Each responded to the appeal to give to the fund to purchase 20 new sewing machines to update the equipment of the Miriam Adult Education “Dressmakers’ Haven Project.”

They held hands and bowed their heads as Rose Ysip Capistrano-Rokicki, painter of inspirational art who was corporate sales manager for Wyndham Suites and director of sales for an international hotel group in Chicago, led a prayer for 15 classmates who have passed on.

The reunionists gave updates on milestones of the intervening years since receiving their diplomas, pouring commendations for triumphs and offering empathy in adversity. All encouraged commemoration of their sapphire anniversary to honor their school and acknowledge their formation as leaders in their careers and communities.

“‘You never know what to expect when you haven’t seen friends in over 45 years.  You have all these mixed emotions, excitement, anxiety perhaps even a little trepidation:  All of which immediately went away after we greeted each other with warm hugs and a feeling of sisterhood.  How nice to be pleasantly surprised,” noted New York-born Joanne del Rosario, current Mayor of Colma.
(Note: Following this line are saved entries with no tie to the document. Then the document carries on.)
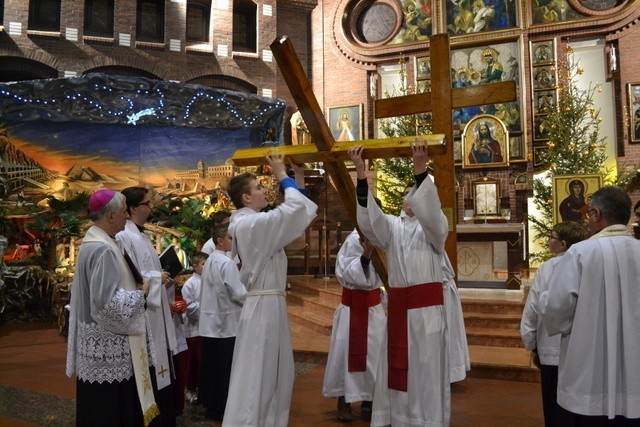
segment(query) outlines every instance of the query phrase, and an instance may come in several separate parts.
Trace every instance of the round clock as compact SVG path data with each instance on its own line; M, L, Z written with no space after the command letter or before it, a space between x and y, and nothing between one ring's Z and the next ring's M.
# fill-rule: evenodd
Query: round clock
M401 5L395 0L362 1L354 8L353 16L352 33L367 46L387 43L402 26Z

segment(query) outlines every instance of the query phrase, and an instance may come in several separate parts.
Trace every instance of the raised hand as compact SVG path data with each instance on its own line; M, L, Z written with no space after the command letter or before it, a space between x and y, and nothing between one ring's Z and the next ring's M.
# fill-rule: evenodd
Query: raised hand
M270 154L265 158L271 167L271 172L278 180L287 177L287 169L284 165L284 156L282 154Z
M416 175L420 175L427 171L429 163L428 146L423 140L418 140L411 144L411 152L413 156L413 170Z
M358 179L365 179L367 177L364 171L364 160L362 159L363 151L364 147L362 145L356 145L355 147L349 148L347 151L347 153L349 153L349 158L356 166Z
The 1970 Maryknoll High School graduate went on to the college for her freshman and sophomore years before returning to the US to earn her certification as an Executive Administrator.  Her batchmates assured her she belonged and congratulated her for being the first Filipino American woman to own the title of Mayor in all 9 counties of the San Francisco Bay Area when her peers on the Colma City Council voted to give her the gavel 10 years ago.

Del Rosario is co-chairing the MC74 Bay Area & Beyond Sapphire Jubilee celebration with Cherie Querol Moreno, executive editor of Philippine News, who is also Commissioner with the San Mateo County Commission on Aging and founder/executive director of the violence prevention nonprofit ALLICE Alliance for Community Empowerment. Querol Moreno and Emily Siy also serve on their batch Core Group.

Completing the steering committee are retired City College of San Francisco HR staff Nati Santos- de Jesus as secretary; retired 35-year controller of Maltby Electric Supply Co.  Marivic Paloma- Go, treasurer, and Mabanta Watson, social director.  Retired air cargo industry cold-transport expert Marissa Magsaysay- Johnson and John Muir Health East Bay corporate real estate administrator Marites Vargas-Reyes missed the lunch but will collaborate with Liza Lomotan-Mullins in facilitating the audio-visual presentation that promises to bring the highlights of the Sept. 7 Homecoming in Manila across the Pacific.

Realtor and church leader Bel Alinea-Tengco and Nida Barretto-Dantes, who recently retired from her work in education, shared their classmates’ optimism that more classmates will reach out and join the grand reunion in California.